AI agents have now claimed over 9,200 jobs in 2026. Companies like Block explicitly link their layoffs to automation. The workforce is changing faster than most expected.
A new report from RationalFX tracked 45,363 tech layoffs worldwide since January. Roughly 20% of those cuts trace directly to AI implementation and organizational restructuring.
Block tops the list with 4,000 layoffs. CEO Jack Dorsey said the decision was not financially driven. He pointed instead to AI tools now handling tasks once performed by humans. The company is shrinking from 10,000 to around 6,000 employees.
WiseTech Global cut 2,000 roles. Other companies, such as eBay, axed 800 jobs, while Pinterest cut 675 positions.
The question is no longer whether AI will affect your job. It already has. And the impact on younger workers is growing severe.
ServiceNow CEO Bill McDermott sounded one of the starkest warnings yet. He told CNBC’s Squawk on the Street that entry-level roles are disappearing to AI agents:
“Unemployment for new college graduates could easily go into the mid-30s in the next couple of years. So much of the work is going to be done by agents. So it’s going to be challenging for young people to differentiate themselves in the corporate environment.” — Bill McDermott, CEO of ServiceNow
The Federal Reserve Bank of New York reported that the unemployment rate for recent college graduates at the end of 2025 was about 5.7%, with an underemployment rate of 42.5%, the highest since 2020. McDermott’s warning signals how fast that number could climb.
However, industry leaders believe that workers who adapt to AI are more likely to survive. Nvidia CEO Jensen Huang addressed the survival equation directly at the Milken Institute:
“Every job will be affected, and immediately. It is unquestionable. You’re not going to lose your job to an AI, but you’re going to lose your job to someone who uses AI.” — Jensen Huang said.
Investor Naval Ravikant put the divide even more plainly on X. He argued the real split is not between junior and senior workers. It is between those who are good with AI and those who are not.
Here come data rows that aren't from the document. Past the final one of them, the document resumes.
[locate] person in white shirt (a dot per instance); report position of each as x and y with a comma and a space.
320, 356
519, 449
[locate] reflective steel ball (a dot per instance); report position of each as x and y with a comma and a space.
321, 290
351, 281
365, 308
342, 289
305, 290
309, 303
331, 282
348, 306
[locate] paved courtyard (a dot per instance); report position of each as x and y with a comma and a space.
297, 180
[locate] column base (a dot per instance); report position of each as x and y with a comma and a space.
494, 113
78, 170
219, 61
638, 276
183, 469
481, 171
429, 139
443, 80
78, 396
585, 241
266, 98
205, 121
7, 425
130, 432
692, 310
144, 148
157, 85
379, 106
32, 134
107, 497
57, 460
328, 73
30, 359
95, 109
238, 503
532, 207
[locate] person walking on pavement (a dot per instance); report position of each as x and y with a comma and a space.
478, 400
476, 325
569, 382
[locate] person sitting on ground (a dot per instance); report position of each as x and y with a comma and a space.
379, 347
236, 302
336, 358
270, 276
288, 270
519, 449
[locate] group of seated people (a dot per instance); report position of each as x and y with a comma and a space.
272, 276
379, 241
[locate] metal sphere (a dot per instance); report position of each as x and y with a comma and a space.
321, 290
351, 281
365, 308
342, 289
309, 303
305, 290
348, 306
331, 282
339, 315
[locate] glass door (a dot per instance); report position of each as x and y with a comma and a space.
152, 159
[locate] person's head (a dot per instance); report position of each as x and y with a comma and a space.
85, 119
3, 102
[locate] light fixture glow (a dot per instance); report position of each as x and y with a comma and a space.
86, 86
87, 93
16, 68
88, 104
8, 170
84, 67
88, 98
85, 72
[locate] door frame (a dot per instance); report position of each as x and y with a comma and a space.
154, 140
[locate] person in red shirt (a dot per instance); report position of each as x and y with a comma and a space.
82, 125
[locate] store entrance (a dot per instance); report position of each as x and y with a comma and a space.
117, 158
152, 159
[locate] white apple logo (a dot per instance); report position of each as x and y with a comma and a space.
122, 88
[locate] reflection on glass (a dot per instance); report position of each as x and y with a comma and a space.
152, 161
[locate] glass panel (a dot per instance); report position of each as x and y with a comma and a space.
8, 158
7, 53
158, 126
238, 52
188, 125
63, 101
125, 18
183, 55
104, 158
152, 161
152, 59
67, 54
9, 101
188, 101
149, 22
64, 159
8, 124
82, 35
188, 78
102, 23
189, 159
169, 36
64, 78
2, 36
Google CEO Sundar Pichai has called for a collective response. At the Bloomberg Technology Summit in June 2025, he argued that reskilling cannot fall on workers alone:
“It’s a shared responsibility of governments, educational institutions, and private companies to prepare the workforce… We need massive reskilling efforts to ensure that this technology benefits everyone.” — Sundar Pichai, said.
Workers with AI skills already command up to 56% higher wages than peers without them, according to a PwC analysis. The advantage grows each quarter that passes without action.
The World Economic Forum projects AI will create 170 million new roles by 2030. But those roles go to workers who adapt now, not those who wait for the transition to slow.